IRA offers disarmament move
BELFAST, Northern Ireland (AP) – Going further than ever toward disarmament, the Irish Republican Army has agreed on a secret method for getting rid of its weapons – but offered no commitment on when it would start, an independent commission announced Monday.
The governments of Britain and Ireland called it a breakthrough and urged leaders of Northern Ireland’s major Protestant party, the Ulster Unionists, to drop their threat to scuttle the province’s Catholic-Protestant administration this weekend.
The disarmament commission, led by Canadian Gen. John de Chastelain, said it agreed not to reveal the IRA’s method of disarming.
But, it emphasized, ”based on our discussions with the IRA representative, we believe that this proposal initiates a process that will put arms completely and verifiably beyond use.”
Deep divisions and suspicions within Protestant ranks, however, left the survival of Northern Ireland’s power-sharing government in doubt.
Ulster Unionist Party leader David Trimble noted that his central demand – an actual start to ”decommissioning” IRA weapons – appeared no clearer.
”We’re glad to see that the IRA has taken a significant step toward decommissioning, but it hasn’t actually begun decommissioning, and of course we want to see that happen,” said Trimble, who triggered the political crisis by resigning last month as the senior Protestant in the Northern Ireland administration.
After meeting with leaders of his party, Trimble struck a harder line, saying the party opposed Britain’s plans to grant an amnesty to IRA members wanted for crimes in Northern Ireland. That was part of a wider package Britain presented last week.
Trimble said he wouldn’t seek re-election as the administration’s ”first minister” unless the disarmament commission confirmed that the IRA had begun scrapping weapons in the coming week. If no Ulster Unionist fills the top post, the law requires Britain to suspend or dissolve the local administration by Monday.
The Democratic Unionists, hard-line Protestants who joined the power-sharing government despite opposing the peace pact, said after meeting the Canadian general that he had been conned.
”We asked him: Where would the IRA decommission, how would it decommission, and most importantly when? He said he didn’t know the answer to where or when. As to how, he said if it eventually did happen, it would all be kept completely secret from the public,” said Ian Paisley, the Democratic Unionist leader.

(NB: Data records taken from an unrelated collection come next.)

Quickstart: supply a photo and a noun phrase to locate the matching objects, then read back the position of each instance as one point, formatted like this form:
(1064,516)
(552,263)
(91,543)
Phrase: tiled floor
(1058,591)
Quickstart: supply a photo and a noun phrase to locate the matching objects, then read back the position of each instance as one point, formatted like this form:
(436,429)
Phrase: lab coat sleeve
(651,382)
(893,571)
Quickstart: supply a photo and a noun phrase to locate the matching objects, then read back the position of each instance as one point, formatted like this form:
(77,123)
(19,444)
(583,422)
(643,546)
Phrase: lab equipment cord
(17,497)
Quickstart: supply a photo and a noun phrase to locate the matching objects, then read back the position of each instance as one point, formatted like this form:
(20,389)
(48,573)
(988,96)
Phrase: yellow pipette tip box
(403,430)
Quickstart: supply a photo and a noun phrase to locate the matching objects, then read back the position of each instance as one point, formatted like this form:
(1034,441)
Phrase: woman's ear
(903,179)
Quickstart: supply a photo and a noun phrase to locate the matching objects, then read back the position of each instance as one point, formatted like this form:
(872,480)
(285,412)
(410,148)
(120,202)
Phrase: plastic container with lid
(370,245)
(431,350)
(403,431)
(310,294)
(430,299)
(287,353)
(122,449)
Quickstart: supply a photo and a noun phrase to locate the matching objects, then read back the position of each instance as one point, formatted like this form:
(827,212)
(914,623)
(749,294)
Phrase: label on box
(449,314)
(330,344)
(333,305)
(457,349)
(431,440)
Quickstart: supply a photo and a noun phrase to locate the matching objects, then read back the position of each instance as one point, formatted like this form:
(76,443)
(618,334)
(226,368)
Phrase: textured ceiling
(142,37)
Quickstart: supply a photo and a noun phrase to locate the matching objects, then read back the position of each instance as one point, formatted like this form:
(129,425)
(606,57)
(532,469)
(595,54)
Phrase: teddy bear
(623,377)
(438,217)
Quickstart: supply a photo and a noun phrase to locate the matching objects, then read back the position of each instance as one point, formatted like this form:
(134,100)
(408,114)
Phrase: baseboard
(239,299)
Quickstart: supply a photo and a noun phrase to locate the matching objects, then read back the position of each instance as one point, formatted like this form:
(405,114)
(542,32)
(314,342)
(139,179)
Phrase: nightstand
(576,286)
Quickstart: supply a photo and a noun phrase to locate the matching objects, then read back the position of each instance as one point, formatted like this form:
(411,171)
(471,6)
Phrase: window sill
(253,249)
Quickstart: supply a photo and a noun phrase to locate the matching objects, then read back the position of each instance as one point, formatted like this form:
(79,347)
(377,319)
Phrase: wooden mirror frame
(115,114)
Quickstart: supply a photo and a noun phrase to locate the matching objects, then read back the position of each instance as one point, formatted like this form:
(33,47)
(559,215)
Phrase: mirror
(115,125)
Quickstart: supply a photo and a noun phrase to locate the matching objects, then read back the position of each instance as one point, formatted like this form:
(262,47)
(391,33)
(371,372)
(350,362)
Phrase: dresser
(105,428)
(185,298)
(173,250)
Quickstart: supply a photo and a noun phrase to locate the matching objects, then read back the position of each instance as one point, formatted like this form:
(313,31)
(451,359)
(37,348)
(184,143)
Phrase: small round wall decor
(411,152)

Paisley said de Chastelain had told him he met the IRA negotiator Sunday at a location kept secret from the general himself. ”I can’t depend on a man who doesn’t know where he is or who he’s even talking to,” Paisley said.
De Chastelain’s office declined requests to comment beyond the commission’s three-sentence statement.
Sinn Fein leader Gerry Adams dismissed Protestant complaints.
”Anyone who knows anything about arms, about insurrection, about conflict has to know that this is a historical breakthrough,” said Adams, a reputed former IRA commander.
He urged the Ulster Unionists to stabilize Northern Ireland’s government and allow de Chastelain’s work to ”start to bear fruit.”
Britain agreed. The Northern Ireland secretary of state, John Reid, said the IRA move ”provides the basis and the potential for rapidly resolving the arms issue.”
Irish Prime Minister Bertie Ahern heaped praise on the development.
”A lot of people, particularly unionists critical of David Trimble, never thought we’d get this far, and they have been proved 100 percent wrong,” Ahern said. ”People should see the historic significance of what has happened, rather than seeing all the difficulties still in it.”
In Washington, State Department spokesman Richard Boucher welcomed the statement.
”We do see this as a significant step toward the Good Friday agreement’s agreed goal of putting paramilitary weapons completely and verifiably beyond use,” he said.
Police say most of the IRA’s arsenal is hidden underground in the Republic of Ireland.
The IRA last year allowed foreign diplomats to visit a few of these dumps in secret, and to revisit them twice, to show that their contents weren’t being used. These dumps might be the first candidates for decommissioning, a deliberately vague term that could mean removal, immobilization in concrete or destruction on site.